One of our clients has an old (approximately 25 years) standby generator, It is an Onan 3-phase that runs on natural gas. The problem is, that approximately 15-45 seconds after start-up the 20a breaker on the cover trips and the unit stops putting out power. I believe it may be shutting down due to over-voltage because the voltage meters get over 250 volts prior to shut down. However, I'm not positive that's it and wouldn't know where to begin to correct an over voltage.

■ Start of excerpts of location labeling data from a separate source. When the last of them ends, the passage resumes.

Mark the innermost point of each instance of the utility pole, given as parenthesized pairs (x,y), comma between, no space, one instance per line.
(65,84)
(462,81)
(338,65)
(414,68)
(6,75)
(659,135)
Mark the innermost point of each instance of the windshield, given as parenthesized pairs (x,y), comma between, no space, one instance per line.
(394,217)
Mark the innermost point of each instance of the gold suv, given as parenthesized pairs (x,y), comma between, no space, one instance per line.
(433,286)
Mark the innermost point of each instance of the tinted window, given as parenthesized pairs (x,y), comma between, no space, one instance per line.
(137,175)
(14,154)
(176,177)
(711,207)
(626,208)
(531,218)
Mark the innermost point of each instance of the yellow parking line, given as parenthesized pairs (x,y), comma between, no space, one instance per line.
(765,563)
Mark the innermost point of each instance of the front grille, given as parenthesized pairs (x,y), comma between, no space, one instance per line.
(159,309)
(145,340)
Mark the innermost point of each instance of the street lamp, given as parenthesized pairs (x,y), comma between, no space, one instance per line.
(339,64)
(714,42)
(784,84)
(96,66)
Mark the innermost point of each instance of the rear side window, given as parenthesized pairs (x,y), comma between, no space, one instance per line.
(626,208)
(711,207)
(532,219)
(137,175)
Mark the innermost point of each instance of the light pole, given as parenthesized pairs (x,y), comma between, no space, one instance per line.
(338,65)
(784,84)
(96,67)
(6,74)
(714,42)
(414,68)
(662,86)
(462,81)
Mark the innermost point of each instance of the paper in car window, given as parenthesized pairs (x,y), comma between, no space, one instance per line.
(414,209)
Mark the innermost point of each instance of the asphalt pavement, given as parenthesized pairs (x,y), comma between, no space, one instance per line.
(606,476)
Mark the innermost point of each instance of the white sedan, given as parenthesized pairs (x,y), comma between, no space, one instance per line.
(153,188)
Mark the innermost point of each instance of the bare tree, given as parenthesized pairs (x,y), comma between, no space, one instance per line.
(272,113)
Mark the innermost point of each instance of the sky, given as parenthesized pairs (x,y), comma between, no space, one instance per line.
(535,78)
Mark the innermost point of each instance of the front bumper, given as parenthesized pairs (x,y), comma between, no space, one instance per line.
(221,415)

I have no experience with generators and am looking for someone to point me in the right direction or perhaps recommend a local guy that knows the old generators. The customer is aware that the unit will have to be replaced before too long, but they have a lot of hurdles to get through with the city due to diesel storage etc that will be required when the replace it.
Thanks
Most cities will hardly allow deisel permits anymore due to noise if not fuel storage +/or emmisions - GOOD LUCK.....
I think the 20 amp CB is for the excitation voltage.
Determine if the CB is defective.
Check voltage regulator.
Check windings
Check governor.
I can ask our gen techs on Tuesday.
All good advice. I wouldn't touch it without a schematic though - sfav8r, I would start here.... While I would not assume there is a defective breaker, or even that the voltage output is bad just yet. And definately not windings...
It just makes me ask more questions from the comfy chair:
- What type of breaker?
- Output or control/VR - GFI theromag? Contactor?
- Load or no load?
- Any voltage on the line side?
- Where is this 250 being read? Control panel meters are averaging, and often higher than real output.
- Engine stays running - or just drops the load?
Me - I would get the schematic out and go through it's operation step by step. Generators often have a number of safeguards, and depending on the model may operate differently, and some may be 'dumber' than others in not having the luxury of idiot lights to tell you it dropped the load due to over speed, or over-voltage, etc. Which can be confusing since over the large phone diagnosis - the action would say one thing, reality another. Way off in my past - when I started this trade all I did was troubleshoot generators being refurbed or stored while I was in the Marines....
Most generators will start, get the engine to speed, THEN give a voltage from the BATTERY to excite current the stator via a separate circuit in the voltage regulator (Often higher than normal), then once at speed, and a voltage has been sensed at the output, it then becomes the input voltage for the regulator - it sounds as this is when your output voltage falls off. The swap from battery power to AC output power to the voltage regulator sounds like an issue due to the timing at start-up. Voltage down = amps up - tripping that breaker (if it is one, and not a contactor) and only if the set is under load when it transfers. But that is from the comfy chair....

If this is an output breaker - rule out any load - or transfer equipment voltage back feeding. Disconnect it completely.